Smack. The sound of a hollow plastic sphere hitting a hollow plastic tube shut both of us up. The ball hugged the third base line and went over the fence. Rick rounded the bases, hopped the fence, and retrieved the ball, and tossed it back to Steve.

“Number 30,” he announced.

Fucking weasel.

“Yeah, 30 cheap, chintzy home runs,” I said.

“You know, maybe it’s time I sit a few games out,” he barked bitterly. “I don’t need this shit. You guys are fucking assholes.”

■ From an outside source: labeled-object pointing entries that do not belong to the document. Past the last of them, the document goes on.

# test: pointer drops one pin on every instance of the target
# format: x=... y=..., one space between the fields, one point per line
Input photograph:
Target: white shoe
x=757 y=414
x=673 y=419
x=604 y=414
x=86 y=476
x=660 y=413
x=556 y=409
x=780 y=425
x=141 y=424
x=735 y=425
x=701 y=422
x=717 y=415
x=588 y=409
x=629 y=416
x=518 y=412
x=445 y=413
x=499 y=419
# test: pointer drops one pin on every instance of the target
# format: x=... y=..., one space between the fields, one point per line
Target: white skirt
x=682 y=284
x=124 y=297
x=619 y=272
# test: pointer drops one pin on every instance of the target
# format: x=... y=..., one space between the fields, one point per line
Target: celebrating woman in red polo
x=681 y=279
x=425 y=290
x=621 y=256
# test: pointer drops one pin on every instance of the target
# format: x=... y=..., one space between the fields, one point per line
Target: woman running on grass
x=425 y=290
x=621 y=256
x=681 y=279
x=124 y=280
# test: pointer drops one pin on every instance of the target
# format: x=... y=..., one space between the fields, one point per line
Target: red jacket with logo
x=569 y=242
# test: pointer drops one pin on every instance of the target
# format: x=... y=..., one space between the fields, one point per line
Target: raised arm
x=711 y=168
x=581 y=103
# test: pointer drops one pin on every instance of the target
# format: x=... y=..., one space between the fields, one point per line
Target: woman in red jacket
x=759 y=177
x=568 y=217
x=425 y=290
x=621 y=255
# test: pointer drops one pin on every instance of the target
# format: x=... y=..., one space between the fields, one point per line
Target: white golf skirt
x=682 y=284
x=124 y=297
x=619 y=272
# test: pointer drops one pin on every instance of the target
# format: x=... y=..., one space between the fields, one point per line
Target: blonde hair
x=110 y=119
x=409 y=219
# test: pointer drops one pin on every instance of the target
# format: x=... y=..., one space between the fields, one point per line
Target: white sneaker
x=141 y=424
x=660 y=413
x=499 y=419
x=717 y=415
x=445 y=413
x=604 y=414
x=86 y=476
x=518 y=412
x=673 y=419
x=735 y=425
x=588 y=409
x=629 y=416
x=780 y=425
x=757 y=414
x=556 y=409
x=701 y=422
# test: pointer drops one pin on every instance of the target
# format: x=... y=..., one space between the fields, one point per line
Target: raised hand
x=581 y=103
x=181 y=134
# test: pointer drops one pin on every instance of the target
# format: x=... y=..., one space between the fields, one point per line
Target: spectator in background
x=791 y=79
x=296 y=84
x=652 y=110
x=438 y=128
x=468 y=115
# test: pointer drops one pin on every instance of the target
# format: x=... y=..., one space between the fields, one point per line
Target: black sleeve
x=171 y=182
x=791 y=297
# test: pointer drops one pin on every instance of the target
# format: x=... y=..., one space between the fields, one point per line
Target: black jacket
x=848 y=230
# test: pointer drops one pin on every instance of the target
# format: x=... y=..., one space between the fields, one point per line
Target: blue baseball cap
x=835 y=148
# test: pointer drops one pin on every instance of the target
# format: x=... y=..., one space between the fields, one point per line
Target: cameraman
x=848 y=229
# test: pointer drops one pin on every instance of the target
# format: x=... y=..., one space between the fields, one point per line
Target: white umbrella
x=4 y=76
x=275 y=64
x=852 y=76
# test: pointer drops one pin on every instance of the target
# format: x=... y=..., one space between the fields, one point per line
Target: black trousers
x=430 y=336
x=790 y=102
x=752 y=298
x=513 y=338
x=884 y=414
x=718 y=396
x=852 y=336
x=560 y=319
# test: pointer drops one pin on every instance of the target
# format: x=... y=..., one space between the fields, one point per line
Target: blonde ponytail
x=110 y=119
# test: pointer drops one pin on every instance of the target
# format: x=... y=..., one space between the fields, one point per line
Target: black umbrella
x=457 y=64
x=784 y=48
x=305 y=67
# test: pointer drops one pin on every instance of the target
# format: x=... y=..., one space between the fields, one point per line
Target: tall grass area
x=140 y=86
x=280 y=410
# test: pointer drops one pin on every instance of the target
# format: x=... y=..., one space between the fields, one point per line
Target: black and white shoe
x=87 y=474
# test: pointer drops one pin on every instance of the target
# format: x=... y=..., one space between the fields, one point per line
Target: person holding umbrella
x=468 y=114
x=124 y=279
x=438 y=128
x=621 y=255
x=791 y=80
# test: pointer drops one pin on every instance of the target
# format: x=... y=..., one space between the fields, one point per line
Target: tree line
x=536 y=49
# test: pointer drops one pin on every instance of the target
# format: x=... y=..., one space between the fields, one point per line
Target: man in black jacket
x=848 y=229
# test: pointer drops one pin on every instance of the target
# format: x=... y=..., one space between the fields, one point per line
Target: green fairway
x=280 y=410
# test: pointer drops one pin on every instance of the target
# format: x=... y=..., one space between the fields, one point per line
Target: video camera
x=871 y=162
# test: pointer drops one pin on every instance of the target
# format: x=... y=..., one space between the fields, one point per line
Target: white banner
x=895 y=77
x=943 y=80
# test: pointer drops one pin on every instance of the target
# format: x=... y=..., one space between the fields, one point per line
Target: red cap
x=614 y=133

He was bluffing. There was no way he was going to sit, especially when he was so close to me in the home run race. Unless…we gave him a damn good reason. Steve and I had joked about blowing up his bat with an M-80, but we never had the balls to do it. Now I was reconsidering the prospect of sabotaging his rare bat. Or was I? Could I really do it? Taping an M-80 to the bat and lighting the sucker would surely blow it in half, or at least put a hole in it. And then, putting another M-80 in the hole…oh man. It would turn the fucker inside out.

Did I go through with this Machiavellian maneuver? It would be a truly dastardly deed, if indeed I had the nerve to go through with this Faustian bargain. This wasn’t just a matter of blowing up Craig Stewart’s GI Joe Jeep with an M-80, which we did the previous summer. I mean, this was Rick’s Wiffle bat. Would I jeopardize our friendship just to curb his home run total? Well, would you?